Tuesday, August 15, 2017

PyDev 5.9.2 released (Debugger improvements, isort, certificate)

PyDev 5.9.2 is now available for download.

This version now integrates the performance improvements which were done in PyDev.Debugger for 3.6 (which use the new hook available by Python and changes bytecode to add calls to the debugger so that there's less overhead during the debugging -- note that this only really takes place if breakpoints are added before a given code is loaded, adding or removing breakpoints afterwards falls back to the previous approach of tracing).

Another nice feature in this release is that isort (https://github.com/timothycrosley/isort) can be used as the default engine for sorting imports (needs to be configured in preferences > PyDev > Editor > Code Style > Imports -- note that at that same preferences dialog you may save the settings to a project, not only globally).

There were also a number of bug-fixes... in particular one that prevented text searches from working if the user had another plugin which also used Lucene in a different version was really nasty... http://www.pydev.org has more details on the changes.

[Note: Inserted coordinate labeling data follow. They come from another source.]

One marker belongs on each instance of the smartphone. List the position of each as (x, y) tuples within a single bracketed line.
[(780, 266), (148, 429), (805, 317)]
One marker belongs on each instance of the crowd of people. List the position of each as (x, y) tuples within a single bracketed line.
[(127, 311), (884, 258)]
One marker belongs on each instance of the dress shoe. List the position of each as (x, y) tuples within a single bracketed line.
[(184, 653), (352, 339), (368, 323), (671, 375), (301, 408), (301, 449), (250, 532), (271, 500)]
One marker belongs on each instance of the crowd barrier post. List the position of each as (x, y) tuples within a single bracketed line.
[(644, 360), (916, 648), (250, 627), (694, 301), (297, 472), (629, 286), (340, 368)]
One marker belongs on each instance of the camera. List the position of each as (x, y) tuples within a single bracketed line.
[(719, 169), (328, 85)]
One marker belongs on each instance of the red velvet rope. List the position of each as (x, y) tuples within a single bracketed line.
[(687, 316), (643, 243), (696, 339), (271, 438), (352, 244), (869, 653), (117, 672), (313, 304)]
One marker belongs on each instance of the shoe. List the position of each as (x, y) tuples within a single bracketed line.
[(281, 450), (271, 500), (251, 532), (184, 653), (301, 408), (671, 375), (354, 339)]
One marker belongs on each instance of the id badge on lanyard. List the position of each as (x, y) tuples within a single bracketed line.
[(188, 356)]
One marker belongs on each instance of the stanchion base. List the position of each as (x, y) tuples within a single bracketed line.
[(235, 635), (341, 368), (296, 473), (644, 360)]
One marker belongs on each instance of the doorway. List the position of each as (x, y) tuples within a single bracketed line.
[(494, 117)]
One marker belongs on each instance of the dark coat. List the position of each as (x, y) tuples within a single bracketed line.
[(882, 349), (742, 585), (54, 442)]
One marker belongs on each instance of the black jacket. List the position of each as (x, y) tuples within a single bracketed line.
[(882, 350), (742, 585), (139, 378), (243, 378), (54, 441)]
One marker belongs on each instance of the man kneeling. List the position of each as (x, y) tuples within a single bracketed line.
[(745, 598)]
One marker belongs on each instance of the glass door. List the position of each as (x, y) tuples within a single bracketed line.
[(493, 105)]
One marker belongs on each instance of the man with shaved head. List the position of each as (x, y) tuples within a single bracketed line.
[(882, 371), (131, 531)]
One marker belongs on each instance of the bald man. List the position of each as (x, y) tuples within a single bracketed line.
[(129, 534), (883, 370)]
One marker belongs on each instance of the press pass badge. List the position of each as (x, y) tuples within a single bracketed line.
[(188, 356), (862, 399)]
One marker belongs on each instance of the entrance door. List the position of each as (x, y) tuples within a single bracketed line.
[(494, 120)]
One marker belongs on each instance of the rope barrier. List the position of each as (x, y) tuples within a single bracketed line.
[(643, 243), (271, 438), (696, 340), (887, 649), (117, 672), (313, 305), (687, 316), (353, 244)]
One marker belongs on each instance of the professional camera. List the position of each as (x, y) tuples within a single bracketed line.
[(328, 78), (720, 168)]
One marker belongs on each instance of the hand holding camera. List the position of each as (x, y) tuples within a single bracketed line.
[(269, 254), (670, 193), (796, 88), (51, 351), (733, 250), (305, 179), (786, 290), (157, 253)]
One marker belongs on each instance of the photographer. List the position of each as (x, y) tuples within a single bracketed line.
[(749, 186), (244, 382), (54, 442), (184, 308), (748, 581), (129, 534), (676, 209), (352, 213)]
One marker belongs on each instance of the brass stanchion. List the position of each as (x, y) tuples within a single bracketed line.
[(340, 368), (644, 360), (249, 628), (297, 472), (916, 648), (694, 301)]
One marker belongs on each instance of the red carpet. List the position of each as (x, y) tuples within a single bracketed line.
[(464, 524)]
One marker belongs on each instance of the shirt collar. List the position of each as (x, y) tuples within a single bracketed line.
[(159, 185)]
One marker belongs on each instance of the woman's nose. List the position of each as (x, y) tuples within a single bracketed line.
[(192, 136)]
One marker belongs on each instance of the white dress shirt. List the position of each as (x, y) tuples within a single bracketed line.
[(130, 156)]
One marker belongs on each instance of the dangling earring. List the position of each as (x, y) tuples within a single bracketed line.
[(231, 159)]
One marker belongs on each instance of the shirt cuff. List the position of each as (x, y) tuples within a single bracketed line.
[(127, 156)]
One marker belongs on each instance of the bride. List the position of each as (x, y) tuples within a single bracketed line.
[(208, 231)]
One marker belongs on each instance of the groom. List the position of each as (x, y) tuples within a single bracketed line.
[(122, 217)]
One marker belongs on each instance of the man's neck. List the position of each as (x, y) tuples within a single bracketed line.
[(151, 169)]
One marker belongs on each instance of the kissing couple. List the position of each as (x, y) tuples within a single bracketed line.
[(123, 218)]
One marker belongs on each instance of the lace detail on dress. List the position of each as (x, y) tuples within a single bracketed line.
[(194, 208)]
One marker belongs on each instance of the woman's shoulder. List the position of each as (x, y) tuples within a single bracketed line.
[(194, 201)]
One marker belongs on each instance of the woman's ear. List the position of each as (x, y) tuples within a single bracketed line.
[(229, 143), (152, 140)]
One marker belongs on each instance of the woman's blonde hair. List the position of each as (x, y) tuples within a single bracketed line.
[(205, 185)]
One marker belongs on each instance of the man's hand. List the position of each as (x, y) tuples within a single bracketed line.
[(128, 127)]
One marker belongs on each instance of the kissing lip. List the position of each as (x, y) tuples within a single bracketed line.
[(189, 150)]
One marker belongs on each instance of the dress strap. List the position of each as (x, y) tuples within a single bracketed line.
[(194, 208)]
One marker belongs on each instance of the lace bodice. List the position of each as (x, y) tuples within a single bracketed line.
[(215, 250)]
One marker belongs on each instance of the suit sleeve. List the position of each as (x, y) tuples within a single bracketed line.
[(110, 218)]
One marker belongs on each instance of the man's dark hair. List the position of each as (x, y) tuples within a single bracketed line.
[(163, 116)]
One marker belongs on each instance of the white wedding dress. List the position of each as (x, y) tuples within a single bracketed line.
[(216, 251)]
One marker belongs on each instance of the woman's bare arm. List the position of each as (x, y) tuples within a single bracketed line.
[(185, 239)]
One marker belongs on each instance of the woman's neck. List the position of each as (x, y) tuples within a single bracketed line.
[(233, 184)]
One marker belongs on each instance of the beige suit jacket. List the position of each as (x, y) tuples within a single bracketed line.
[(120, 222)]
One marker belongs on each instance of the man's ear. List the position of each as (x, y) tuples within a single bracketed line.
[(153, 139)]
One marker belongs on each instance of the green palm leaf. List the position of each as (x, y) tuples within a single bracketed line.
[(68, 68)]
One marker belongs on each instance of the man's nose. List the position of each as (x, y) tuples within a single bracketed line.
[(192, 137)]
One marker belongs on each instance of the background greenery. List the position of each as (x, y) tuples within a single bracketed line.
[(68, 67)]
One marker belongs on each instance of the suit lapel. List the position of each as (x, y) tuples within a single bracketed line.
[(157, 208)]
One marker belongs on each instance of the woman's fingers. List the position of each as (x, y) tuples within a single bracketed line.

This is also the first release which is signed with a proper certificate (provided by Comodo) -- so, it's nice that Eclipse won't complain that the plugin is not signed when it's being installed, although I discovered that it isn't as useful as I thought... it does work as intended for Eclipse plugins, but for Windows, even signing the LiClipse installer will show a dialog for users (there's a more expensive version with extended validation which could be used, but I didn't go for that one) and on Mac OS I haven't even tried to sign as it seems Comodo certificates are worthless there (the only choice is having a development subscription from Apple and using a certificate Apple gives you... the verification they do seems compatible with what Comodo gives, which uses a DUNS number, so, it's apparently just a point of them wanting more $$$/control, not really being more secure), so, currently Mac users will still use unsigned binaries (the sha256 is provided for users which want to actually check that what they download is what's being distributed).